The pro-Obama group Catholics United decided last week to take another step to deliver a petition signed by some 5,000 people to the Archbishop of Boston, Cardinal Sean O'Malley, but its fate remains uncertain. The petition requests that the archdiocese allow the enrollment of children from gay couples in Catholic schools without any limitations or vetting process.
Catholics United announced a petition drive two weeks ago that demanded Cardinal O'Malley "not to allow discrimination in his Catholic schools on the basis of the lifestyles of students' parents."
The group announced that the petition was delivered almost immediately after St. Paul Elementary School in Hingham, Mass. denied admission to an 8-year-old boy being raised by a lesbian couple.
But despite the public announcement of the delivery, the official archdiocesan newspaper The Pilot reported that the Catholics United petition never reached the archdiocese.

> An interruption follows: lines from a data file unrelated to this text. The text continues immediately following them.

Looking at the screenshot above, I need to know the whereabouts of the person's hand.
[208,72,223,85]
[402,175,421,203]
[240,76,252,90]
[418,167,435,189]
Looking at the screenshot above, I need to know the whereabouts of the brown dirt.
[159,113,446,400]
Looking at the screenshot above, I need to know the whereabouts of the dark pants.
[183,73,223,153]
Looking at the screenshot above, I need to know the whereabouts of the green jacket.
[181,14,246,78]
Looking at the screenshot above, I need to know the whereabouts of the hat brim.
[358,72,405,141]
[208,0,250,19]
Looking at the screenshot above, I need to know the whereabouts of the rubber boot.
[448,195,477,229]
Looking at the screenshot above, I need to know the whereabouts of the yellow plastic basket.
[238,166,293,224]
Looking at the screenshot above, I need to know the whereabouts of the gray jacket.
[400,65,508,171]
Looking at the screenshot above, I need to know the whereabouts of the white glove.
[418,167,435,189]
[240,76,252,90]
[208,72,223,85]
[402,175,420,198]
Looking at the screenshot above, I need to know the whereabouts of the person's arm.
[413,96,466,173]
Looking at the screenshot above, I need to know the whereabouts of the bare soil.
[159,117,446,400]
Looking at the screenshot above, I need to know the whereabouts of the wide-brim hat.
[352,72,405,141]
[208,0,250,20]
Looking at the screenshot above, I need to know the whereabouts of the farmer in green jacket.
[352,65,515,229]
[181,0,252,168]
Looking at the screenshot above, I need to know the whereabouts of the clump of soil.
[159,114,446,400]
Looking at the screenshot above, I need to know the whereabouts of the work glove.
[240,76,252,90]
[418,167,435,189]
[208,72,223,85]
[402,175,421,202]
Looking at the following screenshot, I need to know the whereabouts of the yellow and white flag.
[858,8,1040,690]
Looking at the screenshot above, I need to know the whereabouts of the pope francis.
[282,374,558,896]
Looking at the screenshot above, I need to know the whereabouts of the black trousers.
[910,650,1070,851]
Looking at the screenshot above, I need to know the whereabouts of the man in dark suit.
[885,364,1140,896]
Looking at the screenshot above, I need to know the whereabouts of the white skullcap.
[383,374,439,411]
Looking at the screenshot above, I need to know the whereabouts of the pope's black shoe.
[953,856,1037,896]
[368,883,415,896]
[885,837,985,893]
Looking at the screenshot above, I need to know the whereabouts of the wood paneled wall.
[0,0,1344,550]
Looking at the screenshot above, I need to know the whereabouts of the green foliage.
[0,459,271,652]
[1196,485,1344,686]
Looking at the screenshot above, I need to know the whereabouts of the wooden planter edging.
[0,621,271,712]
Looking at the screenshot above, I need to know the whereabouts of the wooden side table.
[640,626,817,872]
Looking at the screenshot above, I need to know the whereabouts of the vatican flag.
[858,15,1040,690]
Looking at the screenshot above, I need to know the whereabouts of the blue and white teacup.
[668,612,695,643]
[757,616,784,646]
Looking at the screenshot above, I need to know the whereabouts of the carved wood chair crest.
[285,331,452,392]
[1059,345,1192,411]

After the non-delivery was made public, Catholics United, which is based in Washington D.C., requested three of its members living in Boston (Joe Betz, Phil George and Larry Kessler) to personally deliver the signatures to the archdiocesan offices and take pictures of themselves at the entrance of Boston’s pastoral center.
In a press release sent to CNA, James Salt said that Catholics United members expressed their concerns “to an archdiocesan canon lawyer, who agreed to present the petition to Cardinal O'Malley on their behalf.”
Salt sent the press release to CNA from a Blackberry “powered by CREDO Mobile,” a company that trumpets its support for progressive causes and has donated over 65 million dollars to organizations such as Planned Parenthood and Greenpeace.
The statement added that Catholics United "will continue to circulate its petition until the archdiocese adopts a clear non-discrimination policy for its Catholic schools."
Nevertheless, the effectiveness of Catholics United's pressure campaign remains in doubt.
Terry Donilon, Secretary for Communications of the Archdiocese of Boston, informed CNA on May 28 that he is in possession of the petition to Cardinal O'Malley.
In response to a question about what influence the petition might have on the forthcoming policy, Donilon said that “the recent statements by the Cardinal and Dr. Grassa O’Neill addressing the matter noted that we expect a policy to be established in the near term in order to provide guidance for pastors and schools going forward.”
“We hope to be able to report on the progress of this effort in the weeks ahead.”